Les indices américains ont bondi de quelque 7%, le TSX de 5%. C'est tout un contraste avec la chute de 5% qu'avait provoquée il y a un mois la première annonce du secrétaire au Trésor, Tim Geithner, jugée beaucoup trop vague.

 

Ce sursaut de confiance des investisseurs est difficile à comprendre. En effet, s'il comporte plusieurs précisions, le plan présenté hier est conforme aux grandes lignes annoncées en février. Surtout, la réussite des mesures annoncées reste très incertaine.

S'il fonctionne, le plan Geithner permettra aux banques de recommencer à prêter et assurera la relance de l'économie américaine. Mais c'est un gros si.

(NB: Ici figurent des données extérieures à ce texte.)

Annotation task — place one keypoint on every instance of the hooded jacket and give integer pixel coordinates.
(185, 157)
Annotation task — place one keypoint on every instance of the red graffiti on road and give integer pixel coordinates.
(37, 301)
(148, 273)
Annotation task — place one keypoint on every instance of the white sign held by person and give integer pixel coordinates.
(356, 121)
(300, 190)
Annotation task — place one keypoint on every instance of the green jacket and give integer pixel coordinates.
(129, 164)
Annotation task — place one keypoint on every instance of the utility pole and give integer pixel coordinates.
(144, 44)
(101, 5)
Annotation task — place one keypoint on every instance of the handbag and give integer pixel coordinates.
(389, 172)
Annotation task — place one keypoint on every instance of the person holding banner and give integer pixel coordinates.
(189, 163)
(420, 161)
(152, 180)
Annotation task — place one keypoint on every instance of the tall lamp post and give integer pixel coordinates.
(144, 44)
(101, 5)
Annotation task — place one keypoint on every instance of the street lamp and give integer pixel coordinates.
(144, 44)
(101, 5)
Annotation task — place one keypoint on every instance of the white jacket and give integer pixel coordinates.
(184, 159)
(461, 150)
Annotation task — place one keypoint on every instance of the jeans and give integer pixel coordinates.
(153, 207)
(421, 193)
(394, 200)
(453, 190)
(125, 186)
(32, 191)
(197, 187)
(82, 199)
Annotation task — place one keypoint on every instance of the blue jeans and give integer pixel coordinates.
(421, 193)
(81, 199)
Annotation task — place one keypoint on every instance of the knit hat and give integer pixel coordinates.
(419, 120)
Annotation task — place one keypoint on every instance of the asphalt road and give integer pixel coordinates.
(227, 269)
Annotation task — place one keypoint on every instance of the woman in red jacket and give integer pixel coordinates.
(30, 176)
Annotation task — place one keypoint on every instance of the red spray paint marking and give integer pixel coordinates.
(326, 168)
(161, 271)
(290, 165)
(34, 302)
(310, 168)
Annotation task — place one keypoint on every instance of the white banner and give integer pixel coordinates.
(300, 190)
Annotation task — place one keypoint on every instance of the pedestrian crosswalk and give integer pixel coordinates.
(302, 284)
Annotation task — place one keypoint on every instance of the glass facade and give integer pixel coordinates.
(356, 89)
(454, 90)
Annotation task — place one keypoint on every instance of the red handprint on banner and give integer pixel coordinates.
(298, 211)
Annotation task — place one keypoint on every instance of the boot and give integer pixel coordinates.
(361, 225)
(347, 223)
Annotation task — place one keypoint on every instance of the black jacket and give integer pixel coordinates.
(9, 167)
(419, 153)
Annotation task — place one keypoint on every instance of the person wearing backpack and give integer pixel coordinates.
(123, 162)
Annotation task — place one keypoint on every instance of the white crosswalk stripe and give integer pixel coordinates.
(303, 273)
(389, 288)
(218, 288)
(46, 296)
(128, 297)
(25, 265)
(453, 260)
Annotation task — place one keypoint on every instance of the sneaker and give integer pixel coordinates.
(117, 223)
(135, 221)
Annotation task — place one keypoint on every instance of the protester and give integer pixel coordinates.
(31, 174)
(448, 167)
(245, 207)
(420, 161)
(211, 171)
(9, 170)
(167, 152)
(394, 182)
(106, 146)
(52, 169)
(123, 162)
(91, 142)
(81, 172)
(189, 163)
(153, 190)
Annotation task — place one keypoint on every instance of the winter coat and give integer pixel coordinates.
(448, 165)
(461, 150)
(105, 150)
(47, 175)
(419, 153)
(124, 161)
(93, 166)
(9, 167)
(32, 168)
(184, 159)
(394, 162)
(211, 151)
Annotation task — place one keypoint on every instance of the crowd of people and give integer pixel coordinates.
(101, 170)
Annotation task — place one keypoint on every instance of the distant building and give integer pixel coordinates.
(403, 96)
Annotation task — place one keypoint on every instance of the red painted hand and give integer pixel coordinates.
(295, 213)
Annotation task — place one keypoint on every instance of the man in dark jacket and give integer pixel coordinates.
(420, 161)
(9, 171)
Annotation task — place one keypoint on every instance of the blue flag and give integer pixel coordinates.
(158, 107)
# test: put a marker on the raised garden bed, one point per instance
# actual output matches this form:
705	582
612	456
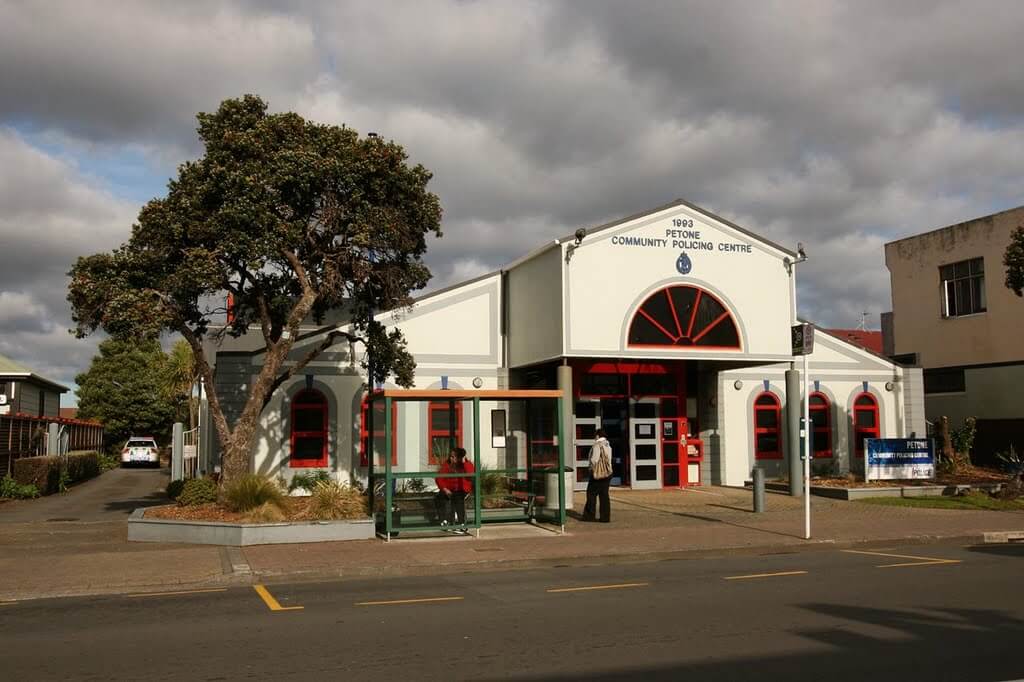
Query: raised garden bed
972	478
145	526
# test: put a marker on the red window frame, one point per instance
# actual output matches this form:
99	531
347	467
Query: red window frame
861	432
822	407
435	406
322	433
378	431
776	409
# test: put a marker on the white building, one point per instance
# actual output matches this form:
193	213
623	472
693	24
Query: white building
670	329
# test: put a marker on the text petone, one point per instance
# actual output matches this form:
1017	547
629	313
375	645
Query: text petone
686	240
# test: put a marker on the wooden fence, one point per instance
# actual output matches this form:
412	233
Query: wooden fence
22	435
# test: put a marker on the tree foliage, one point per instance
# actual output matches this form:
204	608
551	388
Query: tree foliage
1014	260
179	378
292	218
123	388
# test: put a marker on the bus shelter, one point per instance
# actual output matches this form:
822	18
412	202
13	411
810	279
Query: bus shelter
513	438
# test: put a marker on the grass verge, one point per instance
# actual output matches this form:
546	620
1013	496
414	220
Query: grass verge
974	501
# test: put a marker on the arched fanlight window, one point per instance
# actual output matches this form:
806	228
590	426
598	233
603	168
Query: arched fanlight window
683	315
865	421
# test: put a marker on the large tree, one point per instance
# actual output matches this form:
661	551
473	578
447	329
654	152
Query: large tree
123	388
290	217
1014	260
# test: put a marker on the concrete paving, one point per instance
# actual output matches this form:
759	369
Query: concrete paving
941	611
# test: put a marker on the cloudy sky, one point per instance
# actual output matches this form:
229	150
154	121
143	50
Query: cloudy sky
839	124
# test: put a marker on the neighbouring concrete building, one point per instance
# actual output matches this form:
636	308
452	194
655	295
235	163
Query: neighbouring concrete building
670	329
953	315
25	392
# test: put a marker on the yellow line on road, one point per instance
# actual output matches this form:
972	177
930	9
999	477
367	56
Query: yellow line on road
171	594
271	602
408	601
781	572
600	587
915	560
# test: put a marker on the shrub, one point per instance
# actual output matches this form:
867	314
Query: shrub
174	488
308	480
198	492
335	501
252	491
12	489
265	513
82	466
48	473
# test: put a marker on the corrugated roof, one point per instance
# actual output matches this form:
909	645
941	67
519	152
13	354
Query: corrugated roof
7	366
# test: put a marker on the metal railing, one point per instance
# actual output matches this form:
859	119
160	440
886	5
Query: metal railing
189	454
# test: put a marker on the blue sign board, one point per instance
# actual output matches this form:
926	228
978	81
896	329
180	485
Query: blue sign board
899	458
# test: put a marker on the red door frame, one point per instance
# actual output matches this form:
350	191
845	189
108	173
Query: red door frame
859	432
632	369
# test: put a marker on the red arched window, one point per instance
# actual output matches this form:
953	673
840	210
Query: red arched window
865	421
821	421
308	429
767	427
683	315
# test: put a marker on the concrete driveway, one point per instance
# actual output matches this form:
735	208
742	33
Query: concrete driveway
112	497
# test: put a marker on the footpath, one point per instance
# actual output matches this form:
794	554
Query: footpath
62	558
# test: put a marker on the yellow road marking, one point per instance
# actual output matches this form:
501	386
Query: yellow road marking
167	594
916	560
271	602
781	572
600	587
408	601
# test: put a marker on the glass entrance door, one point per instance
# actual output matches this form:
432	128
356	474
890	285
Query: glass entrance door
645	443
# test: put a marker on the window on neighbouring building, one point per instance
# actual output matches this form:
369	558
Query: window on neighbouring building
945	381
767	427
444	429
308	429
820	410
963	288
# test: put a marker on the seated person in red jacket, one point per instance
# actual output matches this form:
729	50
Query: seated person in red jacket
452	492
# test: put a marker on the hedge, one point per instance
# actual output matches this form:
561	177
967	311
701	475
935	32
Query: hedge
44	472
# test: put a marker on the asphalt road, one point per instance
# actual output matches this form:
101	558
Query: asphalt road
912	612
111	497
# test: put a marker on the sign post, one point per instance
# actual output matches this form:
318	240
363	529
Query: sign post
802	337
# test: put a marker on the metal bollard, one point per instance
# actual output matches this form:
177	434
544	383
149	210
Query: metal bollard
759	489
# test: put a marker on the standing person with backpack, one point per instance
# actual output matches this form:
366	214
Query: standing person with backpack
600	479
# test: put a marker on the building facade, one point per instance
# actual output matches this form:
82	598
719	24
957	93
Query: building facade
25	392
953	315
670	330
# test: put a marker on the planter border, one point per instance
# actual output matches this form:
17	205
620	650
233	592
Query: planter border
894	492
141	529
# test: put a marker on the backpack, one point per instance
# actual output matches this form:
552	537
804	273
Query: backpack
601	469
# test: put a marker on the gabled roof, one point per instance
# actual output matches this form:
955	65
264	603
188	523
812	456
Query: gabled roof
11	370
870	340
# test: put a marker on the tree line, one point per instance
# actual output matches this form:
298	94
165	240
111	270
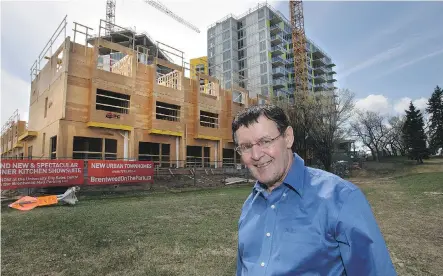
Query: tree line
324	119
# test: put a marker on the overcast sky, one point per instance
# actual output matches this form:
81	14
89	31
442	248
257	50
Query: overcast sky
388	53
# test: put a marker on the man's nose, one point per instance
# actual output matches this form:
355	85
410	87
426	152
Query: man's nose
256	152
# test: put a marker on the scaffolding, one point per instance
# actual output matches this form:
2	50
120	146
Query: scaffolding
36	66
171	80
209	88
13	120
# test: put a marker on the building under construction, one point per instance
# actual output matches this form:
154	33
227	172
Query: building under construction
118	95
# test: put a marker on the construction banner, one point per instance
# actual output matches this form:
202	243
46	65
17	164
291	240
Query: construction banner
16	174
119	172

Selon les explications fournies par le secrétaire, le gouvernement s'associera à des investisseurs privés pour acheter les actifs toxiques détenus par les institutions financières. Il s'agit de prêts hypothécaires ou de titres adossés à de tels prêts, actifs qui ont perdu toute leur valeur à la suite de l'éclatement de la bulle immobilière. Les fonds privés et Washington investiront à parts égales dans l'achat de ces actifs. Le reste des sommes requises viendra de prêts versés ou garantis par le gouvernement. Ce partenariat public-privé doit permettre de libérer les bilans des banques d'entre 500 milliards et 1000 milliards d'actifs toxiques.

Selon l'administration Obama, l'approche public-privé comporte plusieurs avantages. Elle fait assumer une partie des risques au secteur privé. Si les produits acquis par le biais du programme prennent de la valeur, le gouvernement recueillera la moitié des profits. Enfin, comme les actifs seront vendus aux plus offrants, leur prix sera déterminé par le marché plutôt que par des négociations entre les banques et l'État.

Déjà, des investisseurs ont manifesté leur intérêt. Cependant, le scepticisme reste grand. Le chroniqueur du New York Times et Prix Nobel d'économie, Paul Krugman, estime qu'il s'agit d'une «supercherie financière». Selon lui, les règles du marché ne joueront pas du tout puisque le risque des investisseurs est nul: si les actifs perdent de la valeur, le privé n'aura pas à rembourser les prêts consentis ou garantis par Washington.

Même chez ceux qui voient le plan d'un bon oeil, on s'interroge. Si les actifs en question ont un bon potentiel à long terme, ceux qui les détiennent voudront-ils les vendre à bas prix?

S'ajoute une autre complication. Des représentants d'acheteurs potentiels ont fait savoir qu'il était hors de question que le gouvernement encadre la rémunération de leurs employés. La Maison-Blanche insiste d'ailleurs pour dire que ces firmes n'ont rien de commun avec l'assureur AIG. Déjà furieuse, l'opinion acceptera-t-elle de faire cette distinction?

Il faudra sans doute plusieurs mois avant que l'on sache si le plan Geithner aura permis de rouvrir les vannes du crédit bancaire. Pour quelque temps encore, les mauvaises nouvelles économiques risquent d'être plus nombreuses que les bonnes.